This repository contains the code that was used to train and evaluate the models for my master thesis at Saarland University.
pip install typer
pip install --user -U nltk
Follow the official instructions to install the Berkeley parser.

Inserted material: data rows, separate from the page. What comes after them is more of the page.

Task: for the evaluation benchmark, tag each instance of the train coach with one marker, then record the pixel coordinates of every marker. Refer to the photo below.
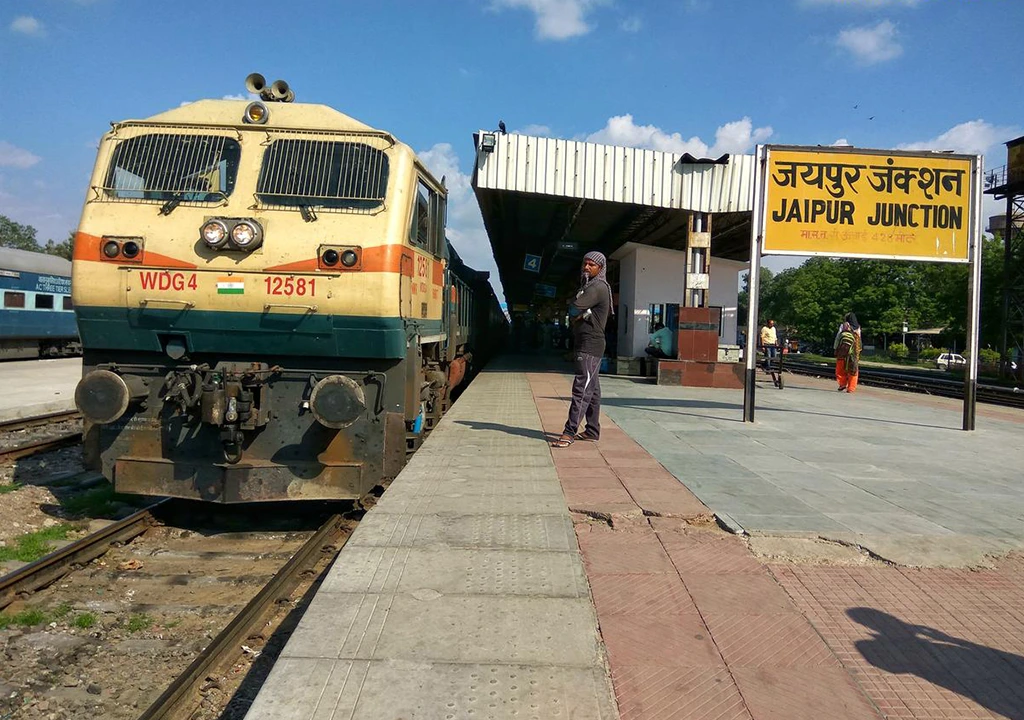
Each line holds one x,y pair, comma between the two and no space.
267,303
36,319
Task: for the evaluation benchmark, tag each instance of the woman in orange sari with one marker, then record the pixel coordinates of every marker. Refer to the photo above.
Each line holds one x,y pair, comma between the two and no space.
848,346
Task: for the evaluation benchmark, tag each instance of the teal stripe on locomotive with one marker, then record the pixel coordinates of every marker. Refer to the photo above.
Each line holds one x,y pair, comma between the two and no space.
272,333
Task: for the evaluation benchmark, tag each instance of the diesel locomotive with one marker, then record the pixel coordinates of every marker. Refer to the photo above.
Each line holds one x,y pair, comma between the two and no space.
267,302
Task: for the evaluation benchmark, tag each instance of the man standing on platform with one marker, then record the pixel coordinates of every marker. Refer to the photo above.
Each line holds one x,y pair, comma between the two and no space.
588,315
769,341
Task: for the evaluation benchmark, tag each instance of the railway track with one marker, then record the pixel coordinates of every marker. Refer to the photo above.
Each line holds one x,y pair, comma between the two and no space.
911,381
172,589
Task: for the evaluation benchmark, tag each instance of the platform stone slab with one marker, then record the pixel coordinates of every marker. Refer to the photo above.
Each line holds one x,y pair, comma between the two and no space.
461,594
371,690
877,468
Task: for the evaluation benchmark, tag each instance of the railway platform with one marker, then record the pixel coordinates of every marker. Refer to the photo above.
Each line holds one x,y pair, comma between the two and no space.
38,387
872,569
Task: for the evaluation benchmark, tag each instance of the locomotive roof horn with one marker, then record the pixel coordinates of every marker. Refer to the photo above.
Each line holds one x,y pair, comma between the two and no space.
279,91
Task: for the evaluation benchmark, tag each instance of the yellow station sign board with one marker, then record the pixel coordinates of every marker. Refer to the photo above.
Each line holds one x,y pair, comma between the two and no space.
913,206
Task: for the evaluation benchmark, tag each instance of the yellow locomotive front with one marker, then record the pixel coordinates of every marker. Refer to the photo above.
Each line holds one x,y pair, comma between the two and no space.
260,293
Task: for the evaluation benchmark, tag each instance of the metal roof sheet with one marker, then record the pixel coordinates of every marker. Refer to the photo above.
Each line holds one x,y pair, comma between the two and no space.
595,171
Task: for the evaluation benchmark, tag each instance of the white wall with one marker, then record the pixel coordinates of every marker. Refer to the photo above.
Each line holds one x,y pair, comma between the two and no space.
722,293
646,277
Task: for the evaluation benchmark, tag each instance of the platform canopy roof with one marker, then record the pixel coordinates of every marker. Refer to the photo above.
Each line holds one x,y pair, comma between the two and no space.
557,200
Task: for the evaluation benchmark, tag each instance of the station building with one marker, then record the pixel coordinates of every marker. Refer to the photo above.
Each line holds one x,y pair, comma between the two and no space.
676,229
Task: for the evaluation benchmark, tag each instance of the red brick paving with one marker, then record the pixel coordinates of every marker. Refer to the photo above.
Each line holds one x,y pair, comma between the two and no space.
697,629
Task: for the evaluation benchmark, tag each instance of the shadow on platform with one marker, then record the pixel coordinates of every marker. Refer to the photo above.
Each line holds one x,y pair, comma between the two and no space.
508,429
989,677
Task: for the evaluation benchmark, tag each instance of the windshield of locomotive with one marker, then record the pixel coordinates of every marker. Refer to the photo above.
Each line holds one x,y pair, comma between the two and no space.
326,174
173,168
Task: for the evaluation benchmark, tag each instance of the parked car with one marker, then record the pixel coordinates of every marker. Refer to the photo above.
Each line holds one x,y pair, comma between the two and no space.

Build the ellipsis corpus by converting the original SFGbank to graphs and using the conventional splits of the Penn Treebank:
- Training: Sections 2-21 of the WSJ
- Development: Section 22 of the WSJ
- Testing: Section 23 of the WSJ
The graphs contain main edges and secondary edges pointing to elided constituents.
Usage:
python dataset/build_dataset.py [OPTIONS] INPUT_DIR OUTPUT_DIR
| Argument | Type | Description | Default |
|---|---|---|---|
| INPUT_DIR | Required | Path to the directory containing the original SFGbank | - |
| OUTPUT_DIR | Required | Path to the directory where to save the dataset | - |
| --gen-str-files | Optional | Exclude sentences that exceed the maximum length allowed by BERT | False |
| --max-len | Optional | Exclude sentences that do not contain ellipsis | False |
Example:
python dataset/build_dataset.py data/sfgbank data/graphs --gen-str-files --max-len
Convert the graphs to phrase-structure trees, using a specific strategy to encode ellipsis.
Usage:
python preprocessing/graph2tree.py [OPTIONS] INPUT_DIR OUTPUT_DIR
| Argument | Type | Description | Default |
|---|---|---|---|
| INPUT_DIR | Required | Path to the directory containing the dataset | - |
| OUTPUT_DIR | Required | Path to the directory where to save the trees | - |
| --strategy TEXT | Optional | Strategy for encoding ellipsis: start / start-without-pos / end / end-extra-node | end-extra-node |
| Example: |
python preprocessing/graph2tree.py data/graphs data/trees-end-extra-node --strategy end-extra-node
Train the Berkeley parser with the trees encoding ellipsis.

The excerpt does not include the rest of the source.